Program Notes by James Doyle
Deep and Distant Thunder
Having spent the first 22 years of my life living in the Midwest, springtime meant eerie skies, vicious thunderstorms, and taking shelter at the sound of tornado sirens. When I first heard the Pulitzer Prize-winning American composer John Luther Adams’ work, Deep and Distant Thunder, I was immediately transported to my youth. Just one movement from Three Drum Quartets From Earth and the Great Weather, Adams wrote Deep and Distant Thunder as a representation of the “elemental power and natural forces in the Arctic,” and the “ecstatic power of Iñupiat Eskimo drumming and dancing.”
Adams State University Art Professor Dana Provence invited me to collaborate by selecting and performing music for his Performance Bronze Pour and Powder Drawings earlier this spring. While considering the primal quality of molten bronze and burning gunpowder, the music of John Luther Adams came to mind. My students performed this work, as well as …solitary and time-breaking waves from Adams’ collection of works titled, Strange and Sacred Noise.
For tonight’s performance, I chose to set our performance of Deep and Distant Thunder to time-lapse photography and video captured by storm-chaser and Houston-based musician, “Pecos Hank.” His videography exhibits the terrifying beauty of Midwestern spring storms while the drums emulate the visceral cacophony of nature’s violent wrath. In order to provide a relatively antiphonal soundscape, each performer is dispersed throughout the anterior of the auditorium, providing sonic space for this bombastic work.
…?!
Perhaps the most unique and difficult to pronounce title for a composition, Marco Schirripa wrote this short piece for the unusual combination of solo snare drum and marimba ostinato. The snare drum soloist must possess complex rudimental drumming abilities with the finesse to balance with the more mellow, rosewood resonance of the marimba.
Escape: Sextet for Triangles
New York-based percussionist, composer, and collaborator Drew Worden wrote Escape: Sextet for Triangles for a concert combining early avant-garde film with live percussion accompaniment. Worden paired his work, for six unclipped triangles, to Mary Ellen Bute’s 1938 film, Synchromy No. 4. Filmmaker and producer Cecil Starr explains Bute’s film portrays “a story in abstraction of an orange/red triangle imprisoned behind a grid of vertical and horizontal lines under a sky-blue expanse, perhaps representing freedom.”

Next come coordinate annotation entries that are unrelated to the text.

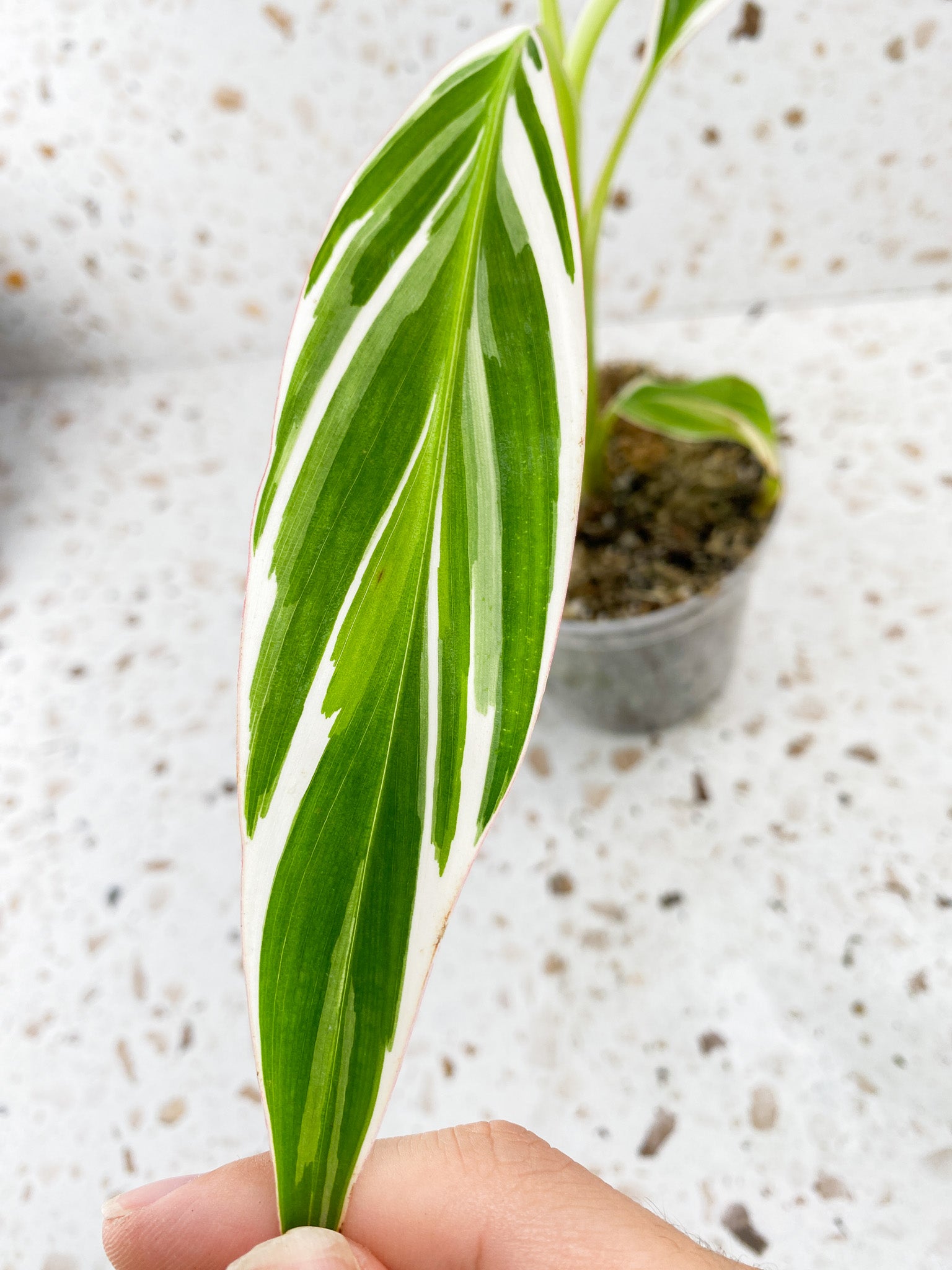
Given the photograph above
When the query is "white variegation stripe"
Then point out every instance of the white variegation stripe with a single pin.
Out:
(262, 859)
(565, 303)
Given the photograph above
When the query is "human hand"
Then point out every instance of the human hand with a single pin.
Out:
(483, 1197)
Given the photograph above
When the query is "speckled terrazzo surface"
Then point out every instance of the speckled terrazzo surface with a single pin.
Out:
(744, 925)
(167, 168)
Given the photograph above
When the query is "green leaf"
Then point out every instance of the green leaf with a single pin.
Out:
(410, 554)
(676, 22)
(721, 409)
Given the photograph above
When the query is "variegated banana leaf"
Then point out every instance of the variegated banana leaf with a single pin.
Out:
(409, 561)
(676, 22)
(723, 409)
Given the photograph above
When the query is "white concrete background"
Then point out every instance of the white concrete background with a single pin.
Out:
(148, 226)
(167, 168)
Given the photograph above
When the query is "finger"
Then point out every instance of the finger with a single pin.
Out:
(307, 1249)
(202, 1223)
(494, 1197)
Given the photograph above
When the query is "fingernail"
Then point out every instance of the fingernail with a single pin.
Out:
(121, 1206)
(307, 1248)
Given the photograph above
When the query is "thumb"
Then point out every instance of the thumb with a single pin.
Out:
(307, 1248)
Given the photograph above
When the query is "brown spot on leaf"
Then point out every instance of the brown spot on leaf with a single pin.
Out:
(229, 98)
(751, 22)
(562, 884)
(662, 1129)
(710, 1041)
(539, 761)
(736, 1220)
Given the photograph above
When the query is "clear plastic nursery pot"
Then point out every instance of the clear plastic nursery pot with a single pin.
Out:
(649, 672)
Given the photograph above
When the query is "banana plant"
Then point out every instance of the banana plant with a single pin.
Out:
(723, 409)
(410, 553)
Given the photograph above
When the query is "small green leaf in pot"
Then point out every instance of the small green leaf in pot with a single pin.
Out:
(723, 409)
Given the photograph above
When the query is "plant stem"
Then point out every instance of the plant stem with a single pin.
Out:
(550, 17)
(584, 37)
(597, 424)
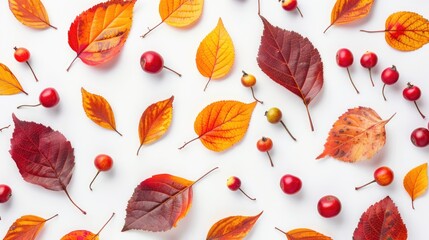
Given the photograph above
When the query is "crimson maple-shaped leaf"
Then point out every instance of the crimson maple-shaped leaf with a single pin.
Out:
(291, 61)
(43, 156)
(381, 221)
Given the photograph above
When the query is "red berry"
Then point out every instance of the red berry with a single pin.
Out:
(290, 184)
(21, 54)
(5, 193)
(329, 206)
(420, 137)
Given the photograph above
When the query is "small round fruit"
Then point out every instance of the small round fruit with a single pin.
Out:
(329, 206)
(344, 57)
(5, 193)
(420, 137)
(274, 115)
(264, 144)
(383, 176)
(151, 62)
(103, 162)
(233, 183)
(21, 54)
(290, 184)
(390, 75)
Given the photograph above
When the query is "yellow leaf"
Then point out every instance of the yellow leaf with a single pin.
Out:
(215, 55)
(31, 13)
(416, 182)
(9, 85)
(98, 34)
(98, 110)
(155, 121)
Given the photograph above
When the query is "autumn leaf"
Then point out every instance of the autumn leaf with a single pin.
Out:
(159, 203)
(26, 228)
(304, 234)
(215, 55)
(381, 221)
(9, 85)
(31, 13)
(98, 110)
(155, 121)
(98, 34)
(43, 156)
(405, 31)
(222, 124)
(235, 227)
(291, 61)
(179, 13)
(357, 135)
(347, 11)
(416, 182)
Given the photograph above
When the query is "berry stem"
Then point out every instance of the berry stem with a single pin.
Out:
(241, 190)
(357, 188)
(418, 109)
(350, 77)
(254, 97)
(71, 200)
(90, 185)
(287, 130)
(169, 69)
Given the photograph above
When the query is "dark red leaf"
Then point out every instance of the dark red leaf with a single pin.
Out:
(291, 61)
(381, 221)
(43, 156)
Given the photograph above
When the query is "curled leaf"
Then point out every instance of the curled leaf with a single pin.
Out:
(9, 85)
(98, 110)
(215, 55)
(381, 221)
(98, 34)
(235, 227)
(31, 13)
(416, 182)
(222, 124)
(155, 121)
(357, 135)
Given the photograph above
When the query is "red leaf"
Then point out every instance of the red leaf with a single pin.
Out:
(43, 156)
(381, 221)
(291, 61)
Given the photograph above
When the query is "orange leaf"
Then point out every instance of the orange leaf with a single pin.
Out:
(304, 234)
(357, 135)
(155, 121)
(9, 85)
(222, 124)
(98, 34)
(98, 110)
(26, 228)
(346, 11)
(416, 182)
(215, 55)
(31, 13)
(235, 227)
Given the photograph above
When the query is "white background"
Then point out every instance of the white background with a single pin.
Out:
(130, 90)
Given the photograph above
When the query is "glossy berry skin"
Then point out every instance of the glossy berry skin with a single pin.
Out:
(420, 137)
(369, 60)
(329, 206)
(233, 183)
(390, 75)
(21, 54)
(290, 184)
(49, 97)
(5, 193)
(103, 162)
(264, 144)
(344, 58)
(151, 62)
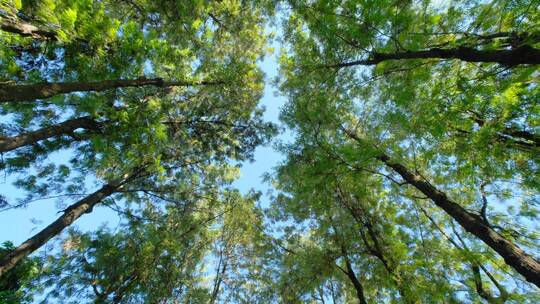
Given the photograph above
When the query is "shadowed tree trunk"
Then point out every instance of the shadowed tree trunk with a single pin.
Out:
(29, 92)
(521, 55)
(65, 128)
(70, 214)
(514, 256)
(354, 280)
(15, 25)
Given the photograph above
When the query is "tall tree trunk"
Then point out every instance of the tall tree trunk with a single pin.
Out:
(520, 55)
(29, 92)
(15, 25)
(66, 127)
(354, 280)
(71, 214)
(514, 256)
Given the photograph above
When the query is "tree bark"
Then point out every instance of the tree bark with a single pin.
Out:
(520, 55)
(15, 25)
(66, 127)
(71, 214)
(514, 256)
(354, 280)
(29, 92)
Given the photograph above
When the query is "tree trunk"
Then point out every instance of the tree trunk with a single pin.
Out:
(521, 55)
(29, 92)
(72, 213)
(354, 280)
(514, 256)
(15, 25)
(66, 127)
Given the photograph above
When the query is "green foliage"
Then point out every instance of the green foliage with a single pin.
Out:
(14, 284)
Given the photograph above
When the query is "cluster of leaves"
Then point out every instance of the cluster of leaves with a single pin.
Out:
(412, 177)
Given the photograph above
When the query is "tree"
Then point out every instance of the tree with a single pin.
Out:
(415, 122)
(142, 138)
(14, 283)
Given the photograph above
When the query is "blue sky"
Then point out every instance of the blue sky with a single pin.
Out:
(20, 224)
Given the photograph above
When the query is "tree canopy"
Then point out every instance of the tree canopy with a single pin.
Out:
(410, 139)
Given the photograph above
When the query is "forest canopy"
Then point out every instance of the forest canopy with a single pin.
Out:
(409, 143)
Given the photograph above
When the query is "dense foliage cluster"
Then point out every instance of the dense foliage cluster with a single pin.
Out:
(412, 174)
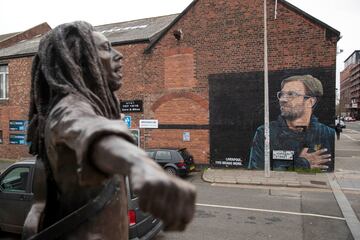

Bute set Synchromy No. 4 to the Toccata from J.S. Bach’s Toccata and Fugue in D Minor, an organ work written approximately 200 years prior to the creation of her film. I first became aware of Worden’s composition while researching original chamber percussion works for silent or, in this case, silenced film in live performance. While percussionists have improvised or adapted scores for film accompaniment, the pairing of silent/silenced film and original chamber percussion compositions has a modest body of repertoire. The multi-media aspect of film with live musical accompaniment is as old as film itself, yet original composed scores, particularly for chamber percussion, number in the single digits.
Rancho Jubilee
The cajon, an instrument with numerous claims of ancestry, is little more than a resonant box and has become the “acoustic guitar” of the gigging percussionist. The commercialization and development of this simple instrument has propagated over the past fifteen years and provides percussionists with an alternative to a complete drum set sound. With less volume, floor print, and providing a built-in seat, percussionists have developed new techniques and adapted others to this wildly popular portable instrument. The cajon has grown in value both musically and commercially as builders have continued to advance the instrument in design, construction, and expressive possibilities. Rancho Jubilee, written as a trio, demonstrates the available timbre, dynamic range, and virtuosity of the trained percussionist
The Balloonatic
The advent of motion pictures and the peak of ragtime took place concurrently at the turn of the 20th century. It would not have been uncommon for American cinemagoers to hear pianists performing the latest ragtime hits of the era to accompany the onscreen action.
Xylophone virtuoso, composer, and recording artist George Hamilton Green (1883-1970) paved the way for percussion soloists since the early 1900s when he would perform for crowds numbering in the tens of thousands. His compositions, orchestrated for marimba band by members of the percussion group NEXUS, have become common performance ensemble standards.
Dr. Steve Hemphill, Director of Percussion at Northern Arizona University, took Buster Keaton’s 1923 short comedy and set George Hamilton Green’s Charleston Capers, Valse Brillante, Cross Corners, Ragtime Robin, and Triplets, Joe Green’s Xylophonia, and Frank Silver and Irving Cohn’s Yes! We Have No Bananas to accompany the film.
For tonight’s performance, we have three performers providing the sound effects, or “Foley” for the film, and seven other members rotating between four marimba parts, drum set, and as xylophone soloist.